Es waren einige idealistisch gesinnte Mitglieder der Schweizerischen Lebensrettungsgesellschaft, welche die Rega 1952 als Privatorganisation gegründet haben. 1979 wurde der Verein in eine private Stiftung überführt, die heute durch Gönnerbeiträge von jährlich fast 80 Millionen Franken getragen wird. Auch ich gehöre zu diesen Gönnern, obwohl ich weiss, dass mich wie alle andern Einwohner die Rega ohnehin retten würde – nämlich auf Kosten meiner Unfallversicherung.

Heute ist die Rega mit etwa einem Dutzend Basen, 17 Helikoptern und drei Ambulanzjets, mit über 300 Voll- und Teilzeitbeschäftigten und einem Umsatz von fast 150 Millionen Franken eine stattliche Firma. Dennoch bleibt sie ein Hilfswerk, das sich entsprechend zertifizieren liess und sogar von der Mehrwertsteuer befreit werden soll. Man weiss, dass die Rega die Piloten sehr anständig, die Ärzte eher bescheiden bezahlt. Jetzt wurde aber bekannt, dass sich der als Elektriker ausgebildete Ernst Kohler als Rega-Geschäftsführer mit einer halben Million Franken Lohn bedient. Auch die Rega-Stiftungsräte greifen seit einigen Jahren recht unbescheiden in die Kasse: Fast wie ein ertappter Dieb kürzt nun Rega-Präsident Ulrich Graf sein Honorar von jährlich 90 000 auf 15 000 Franken. Dabei hat Graf als 32-facher Verwaltungsrat im letzten Jahr etwa drei Millionen Franken verdient.

Mit einem solch schamlosen Lohn zerstört der Rega-Präsident viel öffentlichen Goodwill und sollte für die Wiederherstellung der Glaubwürdigkeit zurücktreten. Wenn CEO Ernst Kohler nicht ebenso handelt, muss er seine Bezüge sofort halbieren. Sonst betreibt die gemeinnützige Organisation Abzockerei und Selbstbedienung in Reinkultur. Dabei macht es keinerlei Sinn, jetzt im Zusammenhang mit den Missständen bei der Rettungsflugwacht die bevorstehende 1:12-Initiative anzupreisen. Denn es ist vollkommen daneben, die Rega mit einem Unternehmen im freien Wettbewerb zu vergleichen. Gerade weil sie als wohltätige Organisation auftrat, konnte die Rega ein Vermögen von einer Viertelmilliarde zusammenraffen. Und weil die Rega mit einer faktischen Monopolstellung in unserem stark regulierten Gesundheitswesen agiert, ist sie keineswegs mit einer privaten Firma gleichzustellen.

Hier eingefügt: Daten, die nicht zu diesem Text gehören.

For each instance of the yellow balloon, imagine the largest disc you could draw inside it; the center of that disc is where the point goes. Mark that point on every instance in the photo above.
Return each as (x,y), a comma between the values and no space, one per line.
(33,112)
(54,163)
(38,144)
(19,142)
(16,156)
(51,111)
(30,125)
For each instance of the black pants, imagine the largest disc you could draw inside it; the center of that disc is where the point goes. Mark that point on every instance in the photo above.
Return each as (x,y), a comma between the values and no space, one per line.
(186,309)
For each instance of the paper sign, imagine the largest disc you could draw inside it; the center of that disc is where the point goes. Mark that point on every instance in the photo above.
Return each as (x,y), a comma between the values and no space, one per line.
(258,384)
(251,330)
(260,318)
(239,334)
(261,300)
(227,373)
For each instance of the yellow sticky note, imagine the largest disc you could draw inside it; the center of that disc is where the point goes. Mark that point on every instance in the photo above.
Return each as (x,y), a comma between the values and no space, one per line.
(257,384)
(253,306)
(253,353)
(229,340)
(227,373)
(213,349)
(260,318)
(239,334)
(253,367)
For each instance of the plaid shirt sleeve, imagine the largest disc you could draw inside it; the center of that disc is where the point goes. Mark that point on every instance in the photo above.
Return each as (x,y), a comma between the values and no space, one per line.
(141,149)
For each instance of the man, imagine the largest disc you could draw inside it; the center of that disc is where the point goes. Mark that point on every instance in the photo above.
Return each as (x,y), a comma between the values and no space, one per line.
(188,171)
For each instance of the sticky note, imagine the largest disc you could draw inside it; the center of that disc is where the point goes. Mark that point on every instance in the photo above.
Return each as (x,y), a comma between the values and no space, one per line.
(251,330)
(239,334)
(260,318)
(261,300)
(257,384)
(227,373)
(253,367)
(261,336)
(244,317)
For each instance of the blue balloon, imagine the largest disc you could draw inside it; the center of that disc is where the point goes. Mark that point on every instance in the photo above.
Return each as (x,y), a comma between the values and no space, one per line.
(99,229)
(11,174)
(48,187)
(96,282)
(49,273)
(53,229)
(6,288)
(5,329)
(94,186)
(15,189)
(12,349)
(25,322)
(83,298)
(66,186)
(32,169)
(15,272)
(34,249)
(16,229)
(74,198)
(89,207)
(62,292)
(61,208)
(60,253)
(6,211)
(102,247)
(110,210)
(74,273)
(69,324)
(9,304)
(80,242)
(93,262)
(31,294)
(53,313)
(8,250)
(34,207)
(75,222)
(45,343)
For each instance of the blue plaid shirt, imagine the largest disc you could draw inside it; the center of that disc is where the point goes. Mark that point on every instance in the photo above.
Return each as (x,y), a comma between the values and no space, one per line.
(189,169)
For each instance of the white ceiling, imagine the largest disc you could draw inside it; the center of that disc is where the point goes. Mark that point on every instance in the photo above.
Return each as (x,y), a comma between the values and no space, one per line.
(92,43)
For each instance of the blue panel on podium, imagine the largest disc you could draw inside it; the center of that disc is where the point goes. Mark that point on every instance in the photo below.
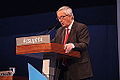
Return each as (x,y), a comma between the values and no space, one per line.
(34,74)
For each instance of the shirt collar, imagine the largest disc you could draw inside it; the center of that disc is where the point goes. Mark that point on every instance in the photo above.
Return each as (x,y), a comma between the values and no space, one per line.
(70,26)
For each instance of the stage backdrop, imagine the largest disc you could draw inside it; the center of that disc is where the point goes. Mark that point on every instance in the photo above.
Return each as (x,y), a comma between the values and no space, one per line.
(103,51)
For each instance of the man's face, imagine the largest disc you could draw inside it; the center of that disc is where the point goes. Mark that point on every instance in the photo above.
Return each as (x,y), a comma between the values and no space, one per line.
(64,19)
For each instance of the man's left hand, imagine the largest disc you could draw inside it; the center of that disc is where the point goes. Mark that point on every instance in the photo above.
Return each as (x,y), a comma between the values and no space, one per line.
(68,47)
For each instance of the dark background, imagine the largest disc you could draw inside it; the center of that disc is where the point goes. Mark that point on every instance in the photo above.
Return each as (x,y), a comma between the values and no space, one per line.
(26,18)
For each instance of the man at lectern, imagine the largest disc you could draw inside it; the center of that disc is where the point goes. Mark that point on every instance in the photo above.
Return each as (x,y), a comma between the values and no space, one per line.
(74,36)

Dass jetzt Stiftungsrat Franz Steinegger die Lohnpolitik der Rega verteidigt, passt für mich ins traurige Bild. Ohne Steinegger zu nahe zu treten, möchte ich doch daran erinnern, dass der staatsnahe Urner Anwalt nicht dafür bekannt ist, seine Mandate gratis zu offerieren. Ob Suva, Rega oder Tourismusverband: Steinegger gehörte immer zu den Profiteuren, und bei der milliardenteuren Expo.01 wurde er mit einer glatten Million abgefunden.

Für mich stellt sich nach den Rega-Enthüllungen die Frage, ob es in unserem Land noch andere heilige Kühe gibt, die es geschickt verstehen, sich der öffentlichen Kritik zu entziehen. Spontan kommt mir ein Bankinstitut in den Sinn, dessen Chef sich gerne mit dem Helikopter fortbewegt. Die Raiffeisen-Bank hat hierzulande schon fast den Ruf einer gemeinnützigen Organisation. Sie gilt als Genossenschaft der kleinen Leute, als positives Gegenteil der angeblich bösen, gewinnorientierten und globalisierten Geschäftsbanken. Dabei wird diese Genossenschaft autoritärer, zentralistischer, personenbezogener und risikoreicher geführt als viele andere Banken. Auch hier bezieht die Geschäftsleitung über drei Millionen Franken pro Jahr.

Als Raiffeisen-CEO Pierin Vincenz ankündigte, er werde eine zweimonatige Auszeit antreten, jubelten unsere sonst so kritischen Medien einstimmig wie ein Engelchor. Ich weiss nicht, welche normalen Manager oder gar Angestellten mal nach eigenem Gutdünken acht Wochen Asienferien feiern. Zum Vorbild sollte Pierin Vincenz in unserer Wirtschaftswelt jedenfalls nicht werden, auch wenn manche Zeitungen das Gegenteil behaupten. Denn solch freudige Töne kannten wir auch bei der Rega – bis unmittelbar vor der öffentlichen Demontage.